= Administrative resource =

Political ability to influence election outcomes

Administrative resource is the ability of political candidates (and parties) to use their official positions or connections to government institutions to influence the outcome of elections.

The term is widely used in Russia and other former USSR countries, because the practice is widespread, is well known and is openly discussed by public and media. In these countries, the administrative resource is one of the major factors in most elections. Although similar practices of corruption are conducted throughout the world in countries with fragile democracies, the term administrative resource is ascribed almost exclusively to Russia.
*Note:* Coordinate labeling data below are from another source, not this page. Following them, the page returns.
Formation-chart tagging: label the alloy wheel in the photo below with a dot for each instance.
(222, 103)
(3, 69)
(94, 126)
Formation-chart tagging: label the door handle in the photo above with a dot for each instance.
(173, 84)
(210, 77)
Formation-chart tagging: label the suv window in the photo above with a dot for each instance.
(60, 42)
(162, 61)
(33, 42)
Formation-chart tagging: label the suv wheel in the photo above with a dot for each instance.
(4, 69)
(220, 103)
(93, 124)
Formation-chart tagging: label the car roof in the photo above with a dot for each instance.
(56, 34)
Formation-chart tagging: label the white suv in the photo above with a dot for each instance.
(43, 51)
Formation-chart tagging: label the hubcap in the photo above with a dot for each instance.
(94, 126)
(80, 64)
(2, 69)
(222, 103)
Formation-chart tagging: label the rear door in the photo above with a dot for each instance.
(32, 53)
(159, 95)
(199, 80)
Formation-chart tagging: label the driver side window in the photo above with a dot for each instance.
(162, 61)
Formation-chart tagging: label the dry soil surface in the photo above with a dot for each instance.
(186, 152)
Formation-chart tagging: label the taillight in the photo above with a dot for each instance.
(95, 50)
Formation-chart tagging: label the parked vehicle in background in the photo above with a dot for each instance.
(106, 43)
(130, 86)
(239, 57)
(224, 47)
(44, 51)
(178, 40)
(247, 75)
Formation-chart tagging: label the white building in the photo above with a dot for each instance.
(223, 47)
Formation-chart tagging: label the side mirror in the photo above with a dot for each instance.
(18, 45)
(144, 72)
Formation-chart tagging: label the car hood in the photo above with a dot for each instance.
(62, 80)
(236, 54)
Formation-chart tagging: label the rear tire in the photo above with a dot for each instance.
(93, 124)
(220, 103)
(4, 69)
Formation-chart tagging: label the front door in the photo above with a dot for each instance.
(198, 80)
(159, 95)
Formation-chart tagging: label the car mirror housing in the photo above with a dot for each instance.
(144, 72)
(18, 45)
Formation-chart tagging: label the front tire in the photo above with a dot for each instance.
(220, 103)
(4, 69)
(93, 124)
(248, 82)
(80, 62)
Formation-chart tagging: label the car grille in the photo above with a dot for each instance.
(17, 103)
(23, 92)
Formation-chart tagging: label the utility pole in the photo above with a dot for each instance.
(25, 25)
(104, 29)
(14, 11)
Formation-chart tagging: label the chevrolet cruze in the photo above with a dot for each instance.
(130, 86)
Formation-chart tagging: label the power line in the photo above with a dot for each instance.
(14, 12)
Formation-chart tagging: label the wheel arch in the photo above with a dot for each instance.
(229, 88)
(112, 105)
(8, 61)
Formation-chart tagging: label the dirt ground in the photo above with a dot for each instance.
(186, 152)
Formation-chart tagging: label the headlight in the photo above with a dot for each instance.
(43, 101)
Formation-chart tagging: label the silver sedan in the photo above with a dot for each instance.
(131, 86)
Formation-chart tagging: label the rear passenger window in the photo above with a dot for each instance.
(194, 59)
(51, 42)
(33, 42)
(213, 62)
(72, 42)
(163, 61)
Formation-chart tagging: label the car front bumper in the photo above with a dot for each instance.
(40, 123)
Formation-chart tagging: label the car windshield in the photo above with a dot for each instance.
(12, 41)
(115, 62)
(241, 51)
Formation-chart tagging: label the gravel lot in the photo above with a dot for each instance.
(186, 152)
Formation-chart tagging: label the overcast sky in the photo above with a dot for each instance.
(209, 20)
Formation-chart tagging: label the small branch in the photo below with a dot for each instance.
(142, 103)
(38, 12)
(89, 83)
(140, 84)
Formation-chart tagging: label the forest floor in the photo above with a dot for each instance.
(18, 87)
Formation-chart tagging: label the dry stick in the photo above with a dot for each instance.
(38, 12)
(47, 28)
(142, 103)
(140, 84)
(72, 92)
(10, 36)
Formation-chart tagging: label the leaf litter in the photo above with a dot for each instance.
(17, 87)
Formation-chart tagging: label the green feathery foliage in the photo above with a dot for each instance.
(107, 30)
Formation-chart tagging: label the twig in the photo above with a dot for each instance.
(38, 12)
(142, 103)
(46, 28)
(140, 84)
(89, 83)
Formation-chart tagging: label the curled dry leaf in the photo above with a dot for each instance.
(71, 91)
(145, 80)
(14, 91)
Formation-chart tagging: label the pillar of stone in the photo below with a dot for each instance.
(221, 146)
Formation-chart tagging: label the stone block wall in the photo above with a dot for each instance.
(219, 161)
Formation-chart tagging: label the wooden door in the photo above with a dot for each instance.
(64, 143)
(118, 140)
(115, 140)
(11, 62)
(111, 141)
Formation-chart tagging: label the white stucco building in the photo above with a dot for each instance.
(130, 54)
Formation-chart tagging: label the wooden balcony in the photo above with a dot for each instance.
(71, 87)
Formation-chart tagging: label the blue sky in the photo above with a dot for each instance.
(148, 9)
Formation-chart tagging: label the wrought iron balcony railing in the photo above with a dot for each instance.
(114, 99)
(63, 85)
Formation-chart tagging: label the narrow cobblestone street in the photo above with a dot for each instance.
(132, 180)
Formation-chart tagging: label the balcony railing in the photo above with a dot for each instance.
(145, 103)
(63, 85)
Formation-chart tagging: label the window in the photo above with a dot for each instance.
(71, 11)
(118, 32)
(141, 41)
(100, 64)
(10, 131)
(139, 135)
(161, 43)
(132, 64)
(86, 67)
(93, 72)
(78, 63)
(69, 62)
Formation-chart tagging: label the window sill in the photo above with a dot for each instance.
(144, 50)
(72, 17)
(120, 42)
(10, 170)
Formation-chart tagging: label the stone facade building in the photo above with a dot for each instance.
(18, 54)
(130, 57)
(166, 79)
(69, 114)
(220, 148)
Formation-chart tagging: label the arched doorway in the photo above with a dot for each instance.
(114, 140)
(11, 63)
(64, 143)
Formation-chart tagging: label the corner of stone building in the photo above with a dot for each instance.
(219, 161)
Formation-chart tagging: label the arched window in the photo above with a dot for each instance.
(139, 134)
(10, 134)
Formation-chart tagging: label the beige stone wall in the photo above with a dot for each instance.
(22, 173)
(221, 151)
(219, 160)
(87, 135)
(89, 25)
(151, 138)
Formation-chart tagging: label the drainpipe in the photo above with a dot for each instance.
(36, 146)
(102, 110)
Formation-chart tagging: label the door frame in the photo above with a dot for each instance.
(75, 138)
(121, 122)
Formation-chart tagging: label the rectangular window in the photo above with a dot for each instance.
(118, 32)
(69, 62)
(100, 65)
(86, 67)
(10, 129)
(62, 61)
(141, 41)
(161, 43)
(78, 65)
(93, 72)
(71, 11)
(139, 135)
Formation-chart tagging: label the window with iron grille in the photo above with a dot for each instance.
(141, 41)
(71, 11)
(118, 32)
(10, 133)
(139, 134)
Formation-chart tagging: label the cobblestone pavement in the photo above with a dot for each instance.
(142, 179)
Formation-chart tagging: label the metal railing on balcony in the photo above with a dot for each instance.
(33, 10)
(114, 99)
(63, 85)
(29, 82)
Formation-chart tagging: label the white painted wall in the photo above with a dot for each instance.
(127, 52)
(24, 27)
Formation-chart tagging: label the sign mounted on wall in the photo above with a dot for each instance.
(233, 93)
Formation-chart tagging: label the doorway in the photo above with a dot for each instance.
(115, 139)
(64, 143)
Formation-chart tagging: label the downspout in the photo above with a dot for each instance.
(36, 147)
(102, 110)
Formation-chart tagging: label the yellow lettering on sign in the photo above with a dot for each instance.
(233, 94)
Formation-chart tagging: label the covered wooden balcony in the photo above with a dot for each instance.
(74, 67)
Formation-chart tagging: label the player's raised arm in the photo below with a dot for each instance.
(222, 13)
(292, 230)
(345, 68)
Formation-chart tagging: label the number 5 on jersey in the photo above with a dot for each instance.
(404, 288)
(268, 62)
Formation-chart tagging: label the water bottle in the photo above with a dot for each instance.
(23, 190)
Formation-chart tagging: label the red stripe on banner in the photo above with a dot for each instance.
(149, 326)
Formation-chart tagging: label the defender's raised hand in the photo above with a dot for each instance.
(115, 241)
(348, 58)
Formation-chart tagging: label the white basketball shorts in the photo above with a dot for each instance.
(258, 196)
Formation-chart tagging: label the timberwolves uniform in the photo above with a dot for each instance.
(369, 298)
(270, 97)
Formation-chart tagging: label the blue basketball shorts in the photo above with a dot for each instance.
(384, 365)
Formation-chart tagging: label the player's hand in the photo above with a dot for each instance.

Moreover, the utilization of administrative resources is generally not considered to be a democratic form of electioneering but in fact as a tool used to undermine democracy.
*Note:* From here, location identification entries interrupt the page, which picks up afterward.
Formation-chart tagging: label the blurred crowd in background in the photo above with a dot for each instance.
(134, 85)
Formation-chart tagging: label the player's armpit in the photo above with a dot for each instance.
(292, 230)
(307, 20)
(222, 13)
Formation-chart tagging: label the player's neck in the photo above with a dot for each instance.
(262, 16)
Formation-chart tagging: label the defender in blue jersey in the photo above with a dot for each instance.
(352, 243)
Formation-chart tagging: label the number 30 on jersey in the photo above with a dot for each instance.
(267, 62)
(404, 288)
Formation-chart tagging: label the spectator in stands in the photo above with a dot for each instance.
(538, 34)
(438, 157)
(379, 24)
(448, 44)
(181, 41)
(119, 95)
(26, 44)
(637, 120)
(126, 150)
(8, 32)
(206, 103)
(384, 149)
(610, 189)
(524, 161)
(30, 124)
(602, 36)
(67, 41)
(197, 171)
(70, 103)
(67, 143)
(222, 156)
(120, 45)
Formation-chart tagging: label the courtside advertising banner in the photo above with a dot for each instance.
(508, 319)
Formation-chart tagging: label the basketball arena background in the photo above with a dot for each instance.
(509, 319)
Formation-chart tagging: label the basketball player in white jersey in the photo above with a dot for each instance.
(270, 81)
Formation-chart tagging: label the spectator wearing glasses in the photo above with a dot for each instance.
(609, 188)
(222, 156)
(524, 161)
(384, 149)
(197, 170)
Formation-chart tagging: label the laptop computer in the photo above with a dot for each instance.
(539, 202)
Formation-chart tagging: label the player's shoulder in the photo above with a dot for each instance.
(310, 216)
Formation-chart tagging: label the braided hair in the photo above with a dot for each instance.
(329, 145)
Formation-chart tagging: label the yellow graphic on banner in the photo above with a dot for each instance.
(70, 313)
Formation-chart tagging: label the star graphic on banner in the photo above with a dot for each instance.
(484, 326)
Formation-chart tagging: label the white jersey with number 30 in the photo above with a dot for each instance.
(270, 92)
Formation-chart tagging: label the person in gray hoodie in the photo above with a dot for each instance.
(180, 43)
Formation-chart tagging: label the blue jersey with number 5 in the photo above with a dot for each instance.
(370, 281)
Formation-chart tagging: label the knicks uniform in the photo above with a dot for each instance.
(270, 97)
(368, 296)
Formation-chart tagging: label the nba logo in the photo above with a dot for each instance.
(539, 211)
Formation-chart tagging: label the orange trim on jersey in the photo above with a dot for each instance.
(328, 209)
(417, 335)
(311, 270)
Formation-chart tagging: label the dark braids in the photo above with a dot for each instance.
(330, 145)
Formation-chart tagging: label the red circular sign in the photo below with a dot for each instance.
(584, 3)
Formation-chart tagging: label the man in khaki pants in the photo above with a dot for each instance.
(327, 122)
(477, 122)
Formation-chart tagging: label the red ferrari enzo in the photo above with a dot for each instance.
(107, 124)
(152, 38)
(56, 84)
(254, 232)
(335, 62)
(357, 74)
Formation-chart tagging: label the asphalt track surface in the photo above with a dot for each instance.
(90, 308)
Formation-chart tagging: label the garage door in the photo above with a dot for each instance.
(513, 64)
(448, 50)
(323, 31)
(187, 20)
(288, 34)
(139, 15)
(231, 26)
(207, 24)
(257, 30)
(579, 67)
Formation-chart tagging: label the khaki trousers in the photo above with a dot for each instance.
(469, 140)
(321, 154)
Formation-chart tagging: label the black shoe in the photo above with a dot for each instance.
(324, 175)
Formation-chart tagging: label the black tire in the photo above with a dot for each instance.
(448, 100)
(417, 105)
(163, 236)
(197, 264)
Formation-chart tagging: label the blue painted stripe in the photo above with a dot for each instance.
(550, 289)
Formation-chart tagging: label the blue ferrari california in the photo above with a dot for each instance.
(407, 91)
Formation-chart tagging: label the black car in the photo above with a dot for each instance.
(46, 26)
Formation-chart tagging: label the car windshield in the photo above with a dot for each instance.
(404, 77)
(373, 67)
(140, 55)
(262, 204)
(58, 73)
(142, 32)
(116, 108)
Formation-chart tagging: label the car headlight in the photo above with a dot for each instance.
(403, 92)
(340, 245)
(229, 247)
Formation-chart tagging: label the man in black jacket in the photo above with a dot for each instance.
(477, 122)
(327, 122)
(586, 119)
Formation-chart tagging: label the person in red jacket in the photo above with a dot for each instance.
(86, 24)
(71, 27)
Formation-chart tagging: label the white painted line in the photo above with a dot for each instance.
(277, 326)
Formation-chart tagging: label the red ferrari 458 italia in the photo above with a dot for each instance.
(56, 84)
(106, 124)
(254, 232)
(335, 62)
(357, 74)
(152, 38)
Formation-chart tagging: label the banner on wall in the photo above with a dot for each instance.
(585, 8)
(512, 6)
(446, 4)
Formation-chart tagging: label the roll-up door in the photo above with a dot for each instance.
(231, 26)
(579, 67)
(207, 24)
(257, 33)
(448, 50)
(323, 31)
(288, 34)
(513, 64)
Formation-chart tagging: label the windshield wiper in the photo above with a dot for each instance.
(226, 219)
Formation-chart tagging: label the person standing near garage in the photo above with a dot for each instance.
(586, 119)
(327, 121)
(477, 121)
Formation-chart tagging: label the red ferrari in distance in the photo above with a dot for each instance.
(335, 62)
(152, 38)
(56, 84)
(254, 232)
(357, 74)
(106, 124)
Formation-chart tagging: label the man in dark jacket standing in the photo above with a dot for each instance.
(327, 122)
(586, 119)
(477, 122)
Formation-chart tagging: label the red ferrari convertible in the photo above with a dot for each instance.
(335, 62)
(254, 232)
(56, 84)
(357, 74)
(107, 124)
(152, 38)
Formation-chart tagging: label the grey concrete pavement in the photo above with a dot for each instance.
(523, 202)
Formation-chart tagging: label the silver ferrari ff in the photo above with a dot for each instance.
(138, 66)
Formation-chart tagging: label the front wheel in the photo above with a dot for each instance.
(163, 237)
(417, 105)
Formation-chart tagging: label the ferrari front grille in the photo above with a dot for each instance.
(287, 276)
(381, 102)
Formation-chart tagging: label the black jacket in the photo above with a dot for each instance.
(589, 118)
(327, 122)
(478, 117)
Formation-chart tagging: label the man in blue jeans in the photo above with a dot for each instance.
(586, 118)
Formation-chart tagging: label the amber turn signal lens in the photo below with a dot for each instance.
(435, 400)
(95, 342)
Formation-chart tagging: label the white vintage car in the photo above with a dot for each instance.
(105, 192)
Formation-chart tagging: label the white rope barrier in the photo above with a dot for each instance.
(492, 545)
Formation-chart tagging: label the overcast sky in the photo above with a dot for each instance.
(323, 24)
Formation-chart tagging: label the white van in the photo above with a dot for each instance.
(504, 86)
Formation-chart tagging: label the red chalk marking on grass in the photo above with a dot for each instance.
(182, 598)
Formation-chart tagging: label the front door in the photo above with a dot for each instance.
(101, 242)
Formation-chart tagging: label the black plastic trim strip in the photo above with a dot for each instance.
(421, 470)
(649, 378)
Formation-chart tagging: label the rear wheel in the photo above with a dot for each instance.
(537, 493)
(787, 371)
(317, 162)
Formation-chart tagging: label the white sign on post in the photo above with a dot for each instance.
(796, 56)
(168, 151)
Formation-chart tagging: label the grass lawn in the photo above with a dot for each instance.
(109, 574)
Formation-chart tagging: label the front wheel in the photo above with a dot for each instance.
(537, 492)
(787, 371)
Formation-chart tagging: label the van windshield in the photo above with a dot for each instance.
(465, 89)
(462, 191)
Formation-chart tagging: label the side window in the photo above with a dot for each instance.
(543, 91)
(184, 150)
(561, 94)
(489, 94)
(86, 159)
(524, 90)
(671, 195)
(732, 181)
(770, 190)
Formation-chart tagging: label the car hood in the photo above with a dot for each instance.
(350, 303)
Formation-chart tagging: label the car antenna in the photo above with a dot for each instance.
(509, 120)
The administrative resource is only one part that determines the election outcome. Two other major factors are the ideology (candidate's agenda) and the use of political technologies (PR, campaign organisation, etc.).
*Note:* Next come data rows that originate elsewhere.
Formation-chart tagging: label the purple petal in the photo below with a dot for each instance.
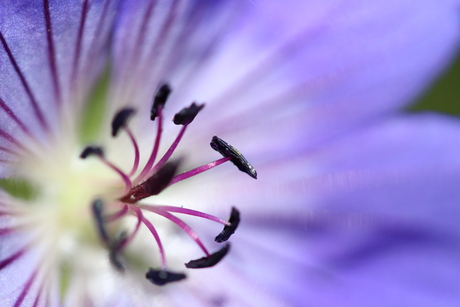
(48, 51)
(326, 66)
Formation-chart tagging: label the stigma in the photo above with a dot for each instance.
(150, 180)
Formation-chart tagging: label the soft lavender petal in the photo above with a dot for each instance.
(325, 65)
(48, 52)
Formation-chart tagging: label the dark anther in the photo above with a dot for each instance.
(234, 220)
(154, 185)
(114, 255)
(162, 277)
(91, 150)
(159, 100)
(210, 260)
(98, 208)
(187, 115)
(236, 157)
(120, 120)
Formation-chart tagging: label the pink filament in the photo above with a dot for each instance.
(136, 152)
(170, 151)
(181, 224)
(153, 156)
(189, 212)
(117, 215)
(125, 177)
(125, 242)
(153, 231)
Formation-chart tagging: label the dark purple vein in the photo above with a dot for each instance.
(11, 139)
(5, 262)
(92, 53)
(52, 52)
(33, 101)
(14, 117)
(141, 34)
(26, 289)
(81, 27)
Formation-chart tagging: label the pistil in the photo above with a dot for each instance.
(151, 181)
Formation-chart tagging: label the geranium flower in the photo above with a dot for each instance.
(104, 199)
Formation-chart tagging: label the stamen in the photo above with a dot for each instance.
(154, 232)
(154, 185)
(198, 170)
(184, 117)
(187, 115)
(182, 225)
(188, 212)
(233, 221)
(116, 215)
(124, 240)
(136, 152)
(156, 146)
(159, 101)
(162, 277)
(121, 119)
(236, 157)
(92, 150)
(210, 260)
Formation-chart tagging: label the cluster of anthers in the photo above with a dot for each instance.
(153, 179)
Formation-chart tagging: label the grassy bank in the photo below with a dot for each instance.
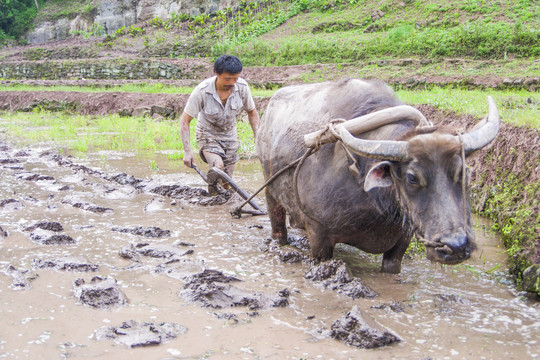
(516, 107)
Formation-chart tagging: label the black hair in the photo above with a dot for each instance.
(227, 63)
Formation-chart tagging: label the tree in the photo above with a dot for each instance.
(16, 17)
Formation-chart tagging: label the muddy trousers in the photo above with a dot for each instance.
(215, 160)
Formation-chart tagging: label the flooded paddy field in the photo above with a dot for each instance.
(181, 279)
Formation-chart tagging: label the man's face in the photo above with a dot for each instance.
(226, 80)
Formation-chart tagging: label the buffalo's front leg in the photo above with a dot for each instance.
(277, 215)
(322, 247)
(392, 258)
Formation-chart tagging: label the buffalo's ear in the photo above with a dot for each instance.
(378, 176)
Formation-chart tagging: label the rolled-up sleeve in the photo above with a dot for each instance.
(194, 104)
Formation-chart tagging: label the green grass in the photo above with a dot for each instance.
(519, 108)
(143, 88)
(477, 30)
(81, 134)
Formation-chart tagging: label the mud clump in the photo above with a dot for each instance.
(10, 205)
(67, 264)
(43, 238)
(34, 177)
(448, 304)
(354, 330)
(394, 306)
(46, 233)
(9, 161)
(87, 206)
(178, 191)
(124, 179)
(99, 293)
(335, 276)
(193, 195)
(135, 334)
(45, 225)
(211, 288)
(150, 232)
(134, 251)
(21, 278)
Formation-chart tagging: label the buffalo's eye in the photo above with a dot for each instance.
(411, 179)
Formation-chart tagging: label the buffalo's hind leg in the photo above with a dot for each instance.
(278, 216)
(392, 258)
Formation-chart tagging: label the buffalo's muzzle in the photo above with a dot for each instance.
(450, 249)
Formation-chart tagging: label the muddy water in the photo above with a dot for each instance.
(458, 312)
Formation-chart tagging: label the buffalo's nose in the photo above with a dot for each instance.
(456, 246)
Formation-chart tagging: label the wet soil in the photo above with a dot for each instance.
(186, 280)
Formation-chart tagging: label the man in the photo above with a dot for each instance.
(215, 103)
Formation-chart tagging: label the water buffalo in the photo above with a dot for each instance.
(373, 191)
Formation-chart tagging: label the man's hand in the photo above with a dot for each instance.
(188, 158)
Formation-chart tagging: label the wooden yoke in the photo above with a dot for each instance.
(367, 123)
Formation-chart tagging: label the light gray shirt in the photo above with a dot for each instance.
(215, 120)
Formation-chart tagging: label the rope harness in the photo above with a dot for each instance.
(330, 130)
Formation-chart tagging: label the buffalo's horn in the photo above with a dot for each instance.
(483, 135)
(369, 122)
(374, 149)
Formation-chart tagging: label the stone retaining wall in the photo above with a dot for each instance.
(102, 69)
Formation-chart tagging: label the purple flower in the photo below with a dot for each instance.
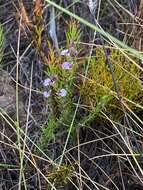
(65, 52)
(47, 82)
(67, 65)
(46, 94)
(62, 92)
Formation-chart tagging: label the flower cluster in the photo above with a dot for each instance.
(49, 82)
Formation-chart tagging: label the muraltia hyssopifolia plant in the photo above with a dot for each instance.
(59, 85)
(98, 94)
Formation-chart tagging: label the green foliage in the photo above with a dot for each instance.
(1, 42)
(60, 176)
(61, 108)
(100, 83)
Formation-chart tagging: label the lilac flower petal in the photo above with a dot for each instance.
(46, 94)
(65, 52)
(62, 92)
(67, 65)
(47, 82)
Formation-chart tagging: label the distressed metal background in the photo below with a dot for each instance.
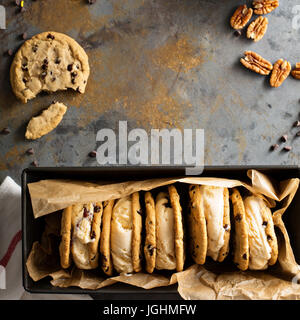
(156, 64)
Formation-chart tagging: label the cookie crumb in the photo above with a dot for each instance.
(30, 151)
(274, 146)
(34, 163)
(5, 131)
(93, 154)
(284, 138)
Among many different ways the administrative resource can be applied are:
- Mobilisation of organisational and financial resources. The authorities can easily pressure businessmen to fund preferred candidates and parties. Before Russian parliamentary elections the money is often used to create "authorities parties", based not on a particular ideology but on affiliation with the government and easy access to money.
- The laws can be selectively applied to assist friendly candidates, by hindering their competition. The authorities can use frequent tax inspections, police searches and arrests to punish businessmen who fund the competing candidates.
- The authorities can use the election laws to their advantage, for example, by creating a pretext for appealing the results later if the unfavourable candidate is winning. Another option is to stop from voting some groups of people who are likely to vote against the preferred candidate.
- Government controlled organisations, such as the army, prisons, hospitals, public schools, etc. can be mobilised for signature collection and other goals. They can also pressure their employees and customers for voting for particular candidates and exercise control over votes by housing the polling stations.
- Redistribution of budget funds. The authorities can bribe the electorate indirectly by repaying pension debts, indexing salaries, etc. The federal government can control governors by measuring donations to their regions.
- Controlling the mass media. The heads of states or regions can easily create news topics for media, getting free publicity and circumventing the limits for TV advertisements imposed on all candidates. This method was used with particular effectiveness in 2004 Russian presidential election.
- Falsifying the election results. Additional ballots can be introduced under the names of those who didn't vote, ballots for "wrong" candidate can be invalidated by damaging them, ballots can be replaced. The authorities can also control the staff of the election committees and prevent control by independent observers.